Elizabeth Holmes has carved out a real niche for herself at the Wall Street Journal. The last we heard from Holmes, she breathlessly reported on the connection between Hillary Clinton’s schedules and the death of Vince Foster — by explaining that they showed no connection at all. She continues her beat at the No News Desk with a dishy take on John McCain’s love life …. from fifty years ago:
While McCain’s recounting of their whirlwind courtship is entertaining (“I kissed her to a chorus of rowdy cheers from my shipmates,” he writes) a far more salacious version appears in Robert Timberg’s “John McCain: An American Odyssey.”

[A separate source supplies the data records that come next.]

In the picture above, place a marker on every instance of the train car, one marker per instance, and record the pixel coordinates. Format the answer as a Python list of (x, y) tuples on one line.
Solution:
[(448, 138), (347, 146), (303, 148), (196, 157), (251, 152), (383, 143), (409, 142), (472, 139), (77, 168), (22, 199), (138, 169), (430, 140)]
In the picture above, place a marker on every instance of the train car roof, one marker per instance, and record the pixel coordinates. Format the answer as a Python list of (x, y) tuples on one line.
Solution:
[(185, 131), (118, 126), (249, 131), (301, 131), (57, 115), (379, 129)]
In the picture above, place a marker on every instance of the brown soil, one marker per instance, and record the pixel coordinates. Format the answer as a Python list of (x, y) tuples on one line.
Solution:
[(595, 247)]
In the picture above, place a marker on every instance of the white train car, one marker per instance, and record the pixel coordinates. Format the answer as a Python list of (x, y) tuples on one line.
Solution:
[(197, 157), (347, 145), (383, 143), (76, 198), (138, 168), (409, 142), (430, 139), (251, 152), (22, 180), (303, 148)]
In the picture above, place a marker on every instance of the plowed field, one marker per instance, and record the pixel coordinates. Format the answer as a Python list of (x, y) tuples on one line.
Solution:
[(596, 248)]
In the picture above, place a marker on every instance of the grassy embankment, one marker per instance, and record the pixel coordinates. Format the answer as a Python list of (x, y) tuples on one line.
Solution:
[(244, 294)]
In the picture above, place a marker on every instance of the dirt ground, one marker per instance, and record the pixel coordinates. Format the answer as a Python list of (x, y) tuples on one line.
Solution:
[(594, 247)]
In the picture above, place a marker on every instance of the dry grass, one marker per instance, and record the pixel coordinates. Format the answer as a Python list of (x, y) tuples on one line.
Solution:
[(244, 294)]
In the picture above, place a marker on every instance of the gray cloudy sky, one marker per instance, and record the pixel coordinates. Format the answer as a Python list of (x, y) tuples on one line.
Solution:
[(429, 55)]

During Christmas leave, Timberg writes, McCain traveled back to Brazil for a four-day visit. However, the pair was always accompanied by the wealthy model’s aunt or servant—until the last night of his visit.

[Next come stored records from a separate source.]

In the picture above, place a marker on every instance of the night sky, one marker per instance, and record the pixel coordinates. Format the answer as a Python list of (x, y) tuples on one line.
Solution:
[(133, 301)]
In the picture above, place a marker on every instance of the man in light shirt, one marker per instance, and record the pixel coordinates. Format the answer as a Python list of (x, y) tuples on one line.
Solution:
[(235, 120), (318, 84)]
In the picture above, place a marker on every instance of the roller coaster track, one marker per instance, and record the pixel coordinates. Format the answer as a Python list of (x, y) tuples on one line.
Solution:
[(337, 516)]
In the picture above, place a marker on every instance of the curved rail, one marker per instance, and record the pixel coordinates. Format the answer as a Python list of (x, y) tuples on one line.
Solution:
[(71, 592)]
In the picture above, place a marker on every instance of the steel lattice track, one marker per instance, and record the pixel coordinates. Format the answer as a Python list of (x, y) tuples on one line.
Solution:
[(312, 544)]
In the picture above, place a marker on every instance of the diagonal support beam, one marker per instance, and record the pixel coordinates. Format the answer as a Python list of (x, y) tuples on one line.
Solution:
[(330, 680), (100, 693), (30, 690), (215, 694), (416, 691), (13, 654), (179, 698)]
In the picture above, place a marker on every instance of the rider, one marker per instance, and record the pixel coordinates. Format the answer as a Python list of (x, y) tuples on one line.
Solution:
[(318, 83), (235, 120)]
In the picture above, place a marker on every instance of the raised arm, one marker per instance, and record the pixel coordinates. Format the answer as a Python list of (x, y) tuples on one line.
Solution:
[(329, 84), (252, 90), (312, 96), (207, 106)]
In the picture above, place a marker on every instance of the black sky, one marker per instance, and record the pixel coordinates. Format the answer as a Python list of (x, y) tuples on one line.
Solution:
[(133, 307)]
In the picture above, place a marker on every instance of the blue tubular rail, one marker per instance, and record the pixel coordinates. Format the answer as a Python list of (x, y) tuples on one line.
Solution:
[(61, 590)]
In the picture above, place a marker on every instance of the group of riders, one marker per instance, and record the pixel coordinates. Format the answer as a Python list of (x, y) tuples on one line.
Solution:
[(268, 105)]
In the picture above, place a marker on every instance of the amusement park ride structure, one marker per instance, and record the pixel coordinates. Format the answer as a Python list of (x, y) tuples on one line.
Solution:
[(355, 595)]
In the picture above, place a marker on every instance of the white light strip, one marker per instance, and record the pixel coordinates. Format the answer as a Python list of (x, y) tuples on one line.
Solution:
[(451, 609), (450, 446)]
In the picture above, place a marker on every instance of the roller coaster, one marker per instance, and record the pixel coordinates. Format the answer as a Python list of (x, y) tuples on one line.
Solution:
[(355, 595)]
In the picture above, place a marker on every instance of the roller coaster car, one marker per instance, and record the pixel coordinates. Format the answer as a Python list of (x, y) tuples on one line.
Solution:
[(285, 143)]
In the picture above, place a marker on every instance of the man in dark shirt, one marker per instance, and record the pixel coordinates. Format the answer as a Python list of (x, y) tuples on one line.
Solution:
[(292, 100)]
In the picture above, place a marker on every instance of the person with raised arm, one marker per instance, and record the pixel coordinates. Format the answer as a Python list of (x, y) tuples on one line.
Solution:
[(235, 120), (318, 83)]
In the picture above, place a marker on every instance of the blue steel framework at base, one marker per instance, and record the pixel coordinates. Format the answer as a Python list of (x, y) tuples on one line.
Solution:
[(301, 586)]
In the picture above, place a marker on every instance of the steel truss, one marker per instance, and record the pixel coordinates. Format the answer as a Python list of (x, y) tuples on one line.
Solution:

McCain went to the model’s house for dinner but found the door unlocked. He let himself in and heard a voice call from the bedroom, “I’ll be right out.” When the model appeared, “she was not, McCain would later say, dressed for dinner,” Timberg wrote.
Wow! What a scoop! McCain got lucky — in 1957. Okay, okay, with a Brazilian model, which hits a little higher on the cool scale than most military-academy graduates, but otherwise, how exactly is this news? College graduates sometime have carnal relations with girl- and boyfriends, many of whom they do not go on to marry. If this is news to Holmes, she’s either 12 years old or needs to get out of the house more often.
The best part of the story (which is to say when it gets worst) comes when Holmes laments the fact that the Brazilian model’s name gets left out of the retelling. First, it would be rather ungentlemanly for McCain to give out her name, a point that escapes Holmes. Second, how could it possibly matter? Does anyone remember any Brazilian model working in the 1950s, for Pete’s sake? In two years, no one’s going to remember who Ashley Dupre was, and the Eliot Spitzer crash is at least a news story.
Normally the Wall Street Journal offers better-than-average editorial decisions, but for some reason, Holmes gets a pass. This wouldn’t even make passable amateur blog material, let alone a column at one of the most prominent news organizations in the country. Shouldn’t Holmes look for a job at TMZ rather than occupy space at the WSJ? That’s the site for celebrity nookie watch, although even TMZ would probably pass on this snoozer of an item.
Update: Jazz Shaw’s yawning at TMV, too, which is not to be mistaken for TMZ.
Update II: How does this article start out? “So many stories, so little time.” If there are too many stories to tell in a limited space of time, why tell this one?